Freud à Sabina Spielrein
15 mai 1914 Vienne, IX, Berggasse 19
Chère Madame,
Voilà que vous aussi devenez dinguo( 20) et avec les mêmes symptômes que vos prédécesseurs ! J’ai reçu un jour, sans me douter de rien, une lettre de madame Jung21 me disant que son mari était persuadé que je lui en voulais. C’était le début; la fin, vous la connaissez. Et votre argument selon lequel je ne vous aurais envoyé encore aucun patient ? Cela s’est manifesté exactement de la même manière chez Adler qui se croyait persécuté parce que je ne lui envoyais aucun patient. Ne reconnaissez-vous pas là le mécanisme connu qui consiste à grandir abusivement une personne afin de pouvoir la rendre par la suite responsable (22) ? Depuis au moins six mois, je n’ai pas eu un seul client de Berlin, et par ailleurs aucun que j’eusse pu vous envoyer. J’ai de grandes difficultés à m’occuper de mes jeunes gens à Vienne. La moitié des analystes et tous ceux qui ne le sont pas s’amusent à m’injurier, comment vous étonner après cela que tous les névrosés ne viennent pas chez moi pour se faire indiquer des médecins. Je ne sais si Abraham pourra faire grand-chose, mais je suis persuadé qu’il tiendra compte de vos désirs à condition que vous ne vous teniez pas trop en dehors des activités de Association.

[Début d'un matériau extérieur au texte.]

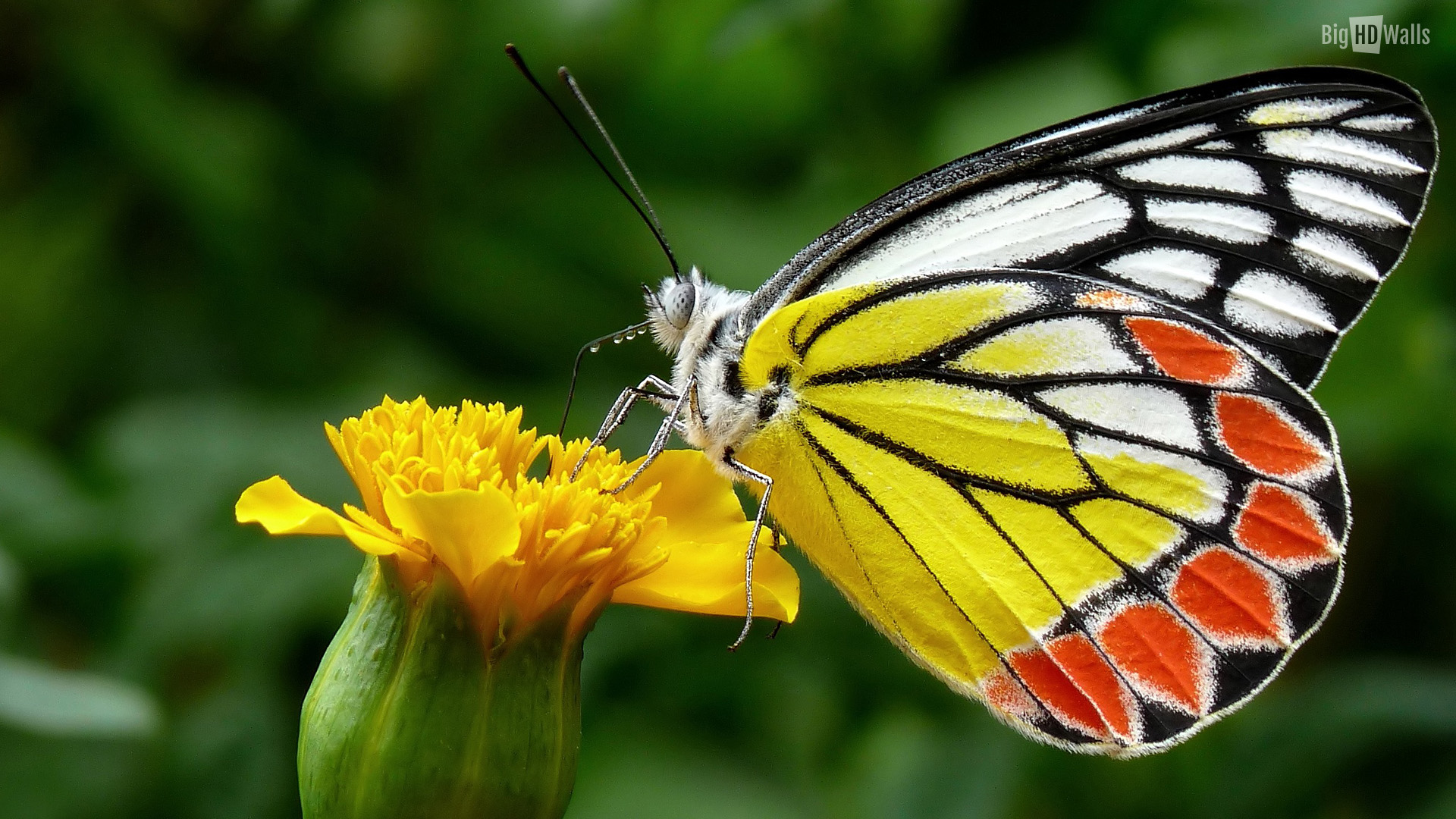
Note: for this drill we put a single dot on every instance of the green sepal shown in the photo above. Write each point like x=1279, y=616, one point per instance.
x=414, y=713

Après les relations que nous avons eues jusqu’à présent, que voulez-vous donc que j’aie contre vous ? Y a-t-il là autre chose que l’expression de votre mauvaise conscience de n’avoir pu vous libérer de votre idole ? Réfléchissez-y encore une fois et écrivez-moi ce que vous en pensez.

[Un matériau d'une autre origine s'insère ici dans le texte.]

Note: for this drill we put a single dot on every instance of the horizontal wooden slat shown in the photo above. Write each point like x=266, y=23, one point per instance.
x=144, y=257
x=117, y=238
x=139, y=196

Je vous salue cordialement, Freud
20. Freud utilise une expression d’origine yiddisch, passée dans l’usage viennois : « meschugge », qui signifie, encore aujourd’hui, quelque chose d’équivalent à notre moderne « cinglé » (ou « dingue ») (N.d.t.).
21. Cf. la correspondance S. Freud — Emma Jung in S. Freud, C.G. Jung, Correspondance, op.cit., t. II, p. 209 sq. (il s’agit de la lettre du 30 octobre 1911).
22. Cf. Totem et tabou, éd. fr., p. 63, G.W. IX, p. 64, S.E. XIII, p. 50.